Retrospective: Au Revoir Les Enfants (1987)


This is an old French film from a very well regarded director, Louis Malle. Like Roman Polanski’s The Pianist, it’s a film about his experience during the latter half of the Second World War, in this case about his time livng in a Catholic Boarding School which protects a Jewish child from the Nazis.

It goes without saying that it is well shot and directed but what makes it such a noteworthy film is that it’s based on the director’s personal experience which gives it the sort of closeness to the subject matter that most movies could only dream, seen from the child’s perspective. The interplay between religion and the common humanity is the central and rather moving part of the movie.

Julien Quentin is a weak and weedy child who wets the bed and Louis Malle isn’t a particularly good student, going through the motions until the surprise arrival of three new students. One of them is the same age, who quickly shows a talent for the piano and mathematics, beginning a friendship with Julien who is slowly revealed to be Jewish. The movie could easily have just turned into a boarding school drama but instead it shows the life as rich and complicated, showing the  consequences of oppression and the small indignities of being conqured. The headmaster comes across as a good, moral man whose benevolence is the core of the movie.
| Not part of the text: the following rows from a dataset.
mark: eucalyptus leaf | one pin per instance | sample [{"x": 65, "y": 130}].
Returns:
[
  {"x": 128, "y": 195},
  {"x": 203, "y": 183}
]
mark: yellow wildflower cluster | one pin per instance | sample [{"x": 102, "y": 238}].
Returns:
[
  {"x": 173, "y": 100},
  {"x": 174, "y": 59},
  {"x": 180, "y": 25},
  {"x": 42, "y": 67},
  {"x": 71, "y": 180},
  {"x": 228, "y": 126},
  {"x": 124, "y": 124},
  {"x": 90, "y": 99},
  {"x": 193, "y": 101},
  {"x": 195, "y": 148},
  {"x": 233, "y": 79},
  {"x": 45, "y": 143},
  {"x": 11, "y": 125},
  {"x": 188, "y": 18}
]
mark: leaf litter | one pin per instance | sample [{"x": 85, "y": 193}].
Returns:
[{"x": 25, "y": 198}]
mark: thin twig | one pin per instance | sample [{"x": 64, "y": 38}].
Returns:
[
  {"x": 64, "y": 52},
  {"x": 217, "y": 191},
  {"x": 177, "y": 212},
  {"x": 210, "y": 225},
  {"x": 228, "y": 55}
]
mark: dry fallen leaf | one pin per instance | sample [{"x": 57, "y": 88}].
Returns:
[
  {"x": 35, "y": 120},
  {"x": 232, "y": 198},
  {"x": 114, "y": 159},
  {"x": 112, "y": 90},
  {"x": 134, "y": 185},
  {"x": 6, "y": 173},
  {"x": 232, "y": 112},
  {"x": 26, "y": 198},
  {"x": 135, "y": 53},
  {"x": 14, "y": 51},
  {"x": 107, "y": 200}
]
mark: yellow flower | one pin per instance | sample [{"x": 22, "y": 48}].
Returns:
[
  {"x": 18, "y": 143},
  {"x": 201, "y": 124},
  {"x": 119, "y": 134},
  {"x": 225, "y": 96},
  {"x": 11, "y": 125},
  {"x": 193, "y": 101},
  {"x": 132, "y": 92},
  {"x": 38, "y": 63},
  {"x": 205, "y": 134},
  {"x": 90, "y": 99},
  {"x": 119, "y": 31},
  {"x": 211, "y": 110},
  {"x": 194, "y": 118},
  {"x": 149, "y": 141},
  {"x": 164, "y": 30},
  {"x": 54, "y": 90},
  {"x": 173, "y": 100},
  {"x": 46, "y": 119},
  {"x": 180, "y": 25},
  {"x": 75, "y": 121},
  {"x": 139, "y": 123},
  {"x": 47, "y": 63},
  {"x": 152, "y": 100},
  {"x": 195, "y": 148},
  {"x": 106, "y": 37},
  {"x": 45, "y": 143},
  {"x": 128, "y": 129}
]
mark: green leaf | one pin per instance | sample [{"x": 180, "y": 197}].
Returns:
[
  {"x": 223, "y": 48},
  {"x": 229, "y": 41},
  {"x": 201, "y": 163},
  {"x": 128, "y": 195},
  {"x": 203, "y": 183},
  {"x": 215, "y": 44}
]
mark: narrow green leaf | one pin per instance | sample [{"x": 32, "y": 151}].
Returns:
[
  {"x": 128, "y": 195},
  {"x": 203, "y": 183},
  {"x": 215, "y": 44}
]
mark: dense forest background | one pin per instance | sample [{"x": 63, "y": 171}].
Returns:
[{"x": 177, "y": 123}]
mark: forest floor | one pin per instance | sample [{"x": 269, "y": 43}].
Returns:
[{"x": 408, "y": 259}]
This a Second World War movie where you do not see many Nazis. You see very little war, showing the perspective of the passive resistance whilst being undermined by those too young, stupid, venal, or unpleasant trying to destroy them, a perspective which is very rarely seen.

By setting this film in a catholic boarding school under the headmaster’s benevolent rule, the film provides a very positive impression of religious belief and the importance of understanding and protecting those with differing faiths. Innocence is the second essential part of this movie as the headmaster has created an environment where children maintain their innocence, where they are protected from the ravages of the outside world, showing that protection as an altruistic act.

I find this film extremely melancholic and difficult to watch but I find it well worth the effort due to the reward of seeing truly great cinema. In this respect I have to pass my review to the vastly more capable hands of the now deceased Roger Ebert who so eloquently describes one of the most moving scenes in the movie: “Which of us cannot remember a moment when we did or said precisely the wrong thing, irretrievably, irreparably? The instant the action was completed or the words were spoken we burned with shame and regret, but what we had done never could be repaired.” Yes, but it is not clear that Julien is entirely responsible for Jean’s capture. “They would have caught me, anyway,” he tells Julien, giving him his treasured books.